Sin embargo, detrás de esa escena cotidiana hay un contexto mucho menos amable. El sociólogo e investigador Álvaro Soler explica que este tipo de decisiones no son casuales, sino el resultado de una contradicción profunda entre lo que la sociedad espera y lo que la realidad material permite. Desde la llamada "socialización primaria", señala, se nos inculca que el éxito vital pasa por formar una familia tradicional. "Nos han dicho desde pequeños que tenemos que formar una familia, pero, por otro lado, nos encontramos con que, una, no podemos, o dos, no queremos", analiza.

En ese choque entre expectativas y posibilidades, las mascotas aparecen como una vía para canalizar los cuidados. "No puedo tener hijos o no puedo mantenerlos, pero tengo mascotas que cumplen esa función y cumplimos esos roles", añade Soler. Uno de los frenos más evidentes es la crisis de la vivienda. "Muchas veces las familias no pueden tener ni siquiera una casa en propiedad, lo que les genera una inestabilidad", apunta.

Eveline lo vive en primera persona. "Vivir sola en Madrid con 24 años es complicado. Tuve suerte con un alquiler antiguo, porque los precios ahora mismo son horribles". En ese contexto, no se plantea la maternidad como una renuncia, sino como una cuestión de viabilidad. "Tener un hijo ahora mismo solo es una opción real si tienes estabilidad, no es solo quererlo".

“No necesitas un hijo para tener un hogar ni ser familia, también puedes serlo con perros”

La responsabilidad que asume hoy con Arabia es el límite que su economía le permite sin llegar a "ahogarse". En su caso, su perra ocupa plenamente ese espacio de cuidados y vínculo. "Me hace sentir que soy su mundo, que quiero darle la mejor vida posible", dice.

La oxitocina frente a los riesgos de la humanización

Este giro hacia las mascotas no se entiende solo desde la sociología.

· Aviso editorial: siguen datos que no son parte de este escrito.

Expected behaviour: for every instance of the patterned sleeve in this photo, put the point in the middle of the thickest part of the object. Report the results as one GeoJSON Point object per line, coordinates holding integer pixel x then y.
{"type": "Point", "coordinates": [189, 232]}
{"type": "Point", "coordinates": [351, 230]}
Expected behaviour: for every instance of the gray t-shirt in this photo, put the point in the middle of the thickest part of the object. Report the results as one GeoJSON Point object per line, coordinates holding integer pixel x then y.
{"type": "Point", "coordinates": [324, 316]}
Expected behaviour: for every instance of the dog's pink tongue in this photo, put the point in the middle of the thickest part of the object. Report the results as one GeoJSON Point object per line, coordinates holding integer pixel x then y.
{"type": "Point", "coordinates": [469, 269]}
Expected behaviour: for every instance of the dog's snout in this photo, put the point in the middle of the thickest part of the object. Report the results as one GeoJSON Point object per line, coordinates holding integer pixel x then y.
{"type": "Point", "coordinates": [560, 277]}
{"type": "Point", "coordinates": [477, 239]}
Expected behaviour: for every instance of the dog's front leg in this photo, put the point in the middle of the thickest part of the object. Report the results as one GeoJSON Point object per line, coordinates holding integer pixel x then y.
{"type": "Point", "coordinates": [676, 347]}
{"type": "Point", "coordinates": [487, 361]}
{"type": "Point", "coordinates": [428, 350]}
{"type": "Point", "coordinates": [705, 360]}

La etóloga Sandra Portals lo ve cada día en su consulta y lo define como una realidad ya incuestionable. "Cada vez veo más gente joven que decide convivir con un perro o un gato en lugar de tener hijos", explica. No es casualidad que hoy se hable de familias multiespecie y de "tutores" en lugar de "dueños". El lenguaje también delata un cambio profundo en la forma de relacionarnos con los animales.

A nivel biológico, ese vínculo se sostiene gracias a la oxitocina, la misma hormona que interviene en la relación entre madre e hijo. "Este vínculo aporta beneficios emocionales mutuos: reduce el estrés y aumenta la sensación de seguridad", detalla Portals. En historias como las de Sergio o Eveline pueden activarse impulsos de protección similares a los de la paternidad, aunque la etóloga matiza que no se trata de sustituir a un hijo, sino de construir vínculos más conscientes, intensos y significativos.

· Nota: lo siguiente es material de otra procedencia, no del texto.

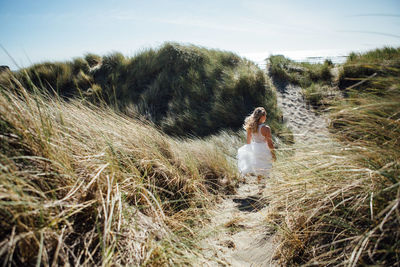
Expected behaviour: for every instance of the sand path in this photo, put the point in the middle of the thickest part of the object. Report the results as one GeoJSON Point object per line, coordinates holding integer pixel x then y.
{"type": "Point", "coordinates": [239, 234]}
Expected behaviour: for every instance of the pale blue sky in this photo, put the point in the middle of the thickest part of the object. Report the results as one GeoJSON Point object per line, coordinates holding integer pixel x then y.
{"type": "Point", "coordinates": [49, 30]}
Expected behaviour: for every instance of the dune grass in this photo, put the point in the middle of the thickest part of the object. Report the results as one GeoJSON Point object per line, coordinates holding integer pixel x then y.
{"type": "Point", "coordinates": [316, 79]}
{"type": "Point", "coordinates": [336, 201]}
{"type": "Point", "coordinates": [185, 89]}
{"type": "Point", "coordinates": [86, 185]}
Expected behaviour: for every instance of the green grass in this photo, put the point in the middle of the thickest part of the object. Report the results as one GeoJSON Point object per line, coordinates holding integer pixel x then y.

Pero ese apego también tiene límites. Portals alerta de una línea roja clara: la humanización excesiva. "El riesgo aparece cuando por desconocimiento, no se respetan sus necesidades como especie y como individuo", advierte. Olvidar que un perro necesita explorar, o que un gato requiere sus propios tiempos, puede derivar en problemas de conducta y en frustración compartida. Por eso es tajante: "Por mucho que los queramos, un perro o un gato no son un niño pequeño". Tratar a un animal como si lo fuera implica, en muchos casos, exigir comportamientos que van contra su naturaleza.

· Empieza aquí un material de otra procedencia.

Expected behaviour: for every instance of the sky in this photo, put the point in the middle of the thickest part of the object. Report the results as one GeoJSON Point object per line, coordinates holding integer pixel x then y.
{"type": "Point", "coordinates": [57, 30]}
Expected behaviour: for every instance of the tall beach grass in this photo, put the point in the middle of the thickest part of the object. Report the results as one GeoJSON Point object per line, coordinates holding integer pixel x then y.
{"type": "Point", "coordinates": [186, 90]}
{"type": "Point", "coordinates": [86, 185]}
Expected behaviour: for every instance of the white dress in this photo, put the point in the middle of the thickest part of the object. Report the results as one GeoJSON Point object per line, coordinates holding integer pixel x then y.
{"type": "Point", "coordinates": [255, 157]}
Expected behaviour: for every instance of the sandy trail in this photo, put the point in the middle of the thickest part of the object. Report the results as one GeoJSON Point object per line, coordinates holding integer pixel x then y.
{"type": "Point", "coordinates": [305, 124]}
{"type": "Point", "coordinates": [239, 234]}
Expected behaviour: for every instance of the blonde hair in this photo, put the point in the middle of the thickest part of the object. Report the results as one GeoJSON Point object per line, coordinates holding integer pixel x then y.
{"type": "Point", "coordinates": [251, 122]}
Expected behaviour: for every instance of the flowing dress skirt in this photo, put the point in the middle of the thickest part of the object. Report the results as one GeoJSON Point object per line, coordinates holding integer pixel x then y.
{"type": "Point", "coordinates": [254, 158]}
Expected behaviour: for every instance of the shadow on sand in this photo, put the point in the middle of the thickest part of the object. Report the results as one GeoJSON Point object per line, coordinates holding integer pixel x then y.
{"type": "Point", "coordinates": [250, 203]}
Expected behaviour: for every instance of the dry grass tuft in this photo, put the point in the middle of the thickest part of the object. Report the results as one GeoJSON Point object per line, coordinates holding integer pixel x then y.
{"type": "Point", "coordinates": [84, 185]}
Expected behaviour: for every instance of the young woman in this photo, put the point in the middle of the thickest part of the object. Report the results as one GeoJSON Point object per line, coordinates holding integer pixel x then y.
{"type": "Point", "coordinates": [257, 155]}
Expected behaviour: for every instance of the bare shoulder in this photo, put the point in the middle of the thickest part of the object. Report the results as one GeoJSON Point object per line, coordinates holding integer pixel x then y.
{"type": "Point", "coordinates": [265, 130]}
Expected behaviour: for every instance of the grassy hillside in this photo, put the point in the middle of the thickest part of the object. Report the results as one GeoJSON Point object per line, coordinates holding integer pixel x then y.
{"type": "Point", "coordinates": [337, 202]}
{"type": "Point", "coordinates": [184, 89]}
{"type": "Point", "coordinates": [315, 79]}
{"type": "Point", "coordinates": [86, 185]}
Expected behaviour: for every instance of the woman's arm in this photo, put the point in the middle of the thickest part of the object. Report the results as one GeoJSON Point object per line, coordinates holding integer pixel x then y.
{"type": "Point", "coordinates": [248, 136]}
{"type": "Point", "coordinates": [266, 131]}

En paralelo, el futuro demográfico de España, con una pirámide poblacional cada vez más envejecida, parece caminar de la mano de estas nuevas formas de convivencia. Puede que en los parques haya menos carritos de bebé, pero la necesidad humana de cuidar, proteger y vincularse sigue intacta. Para miles de personas como Sergio y Eveline, ese impulso encuentra sentido en una relación que consideran suficiente y plena. Como resume Portals, integrar a los animales en la familia no es una moda pasajera, sino el reflejo de una forma de convivencia más consciente, respetuosa y saludable.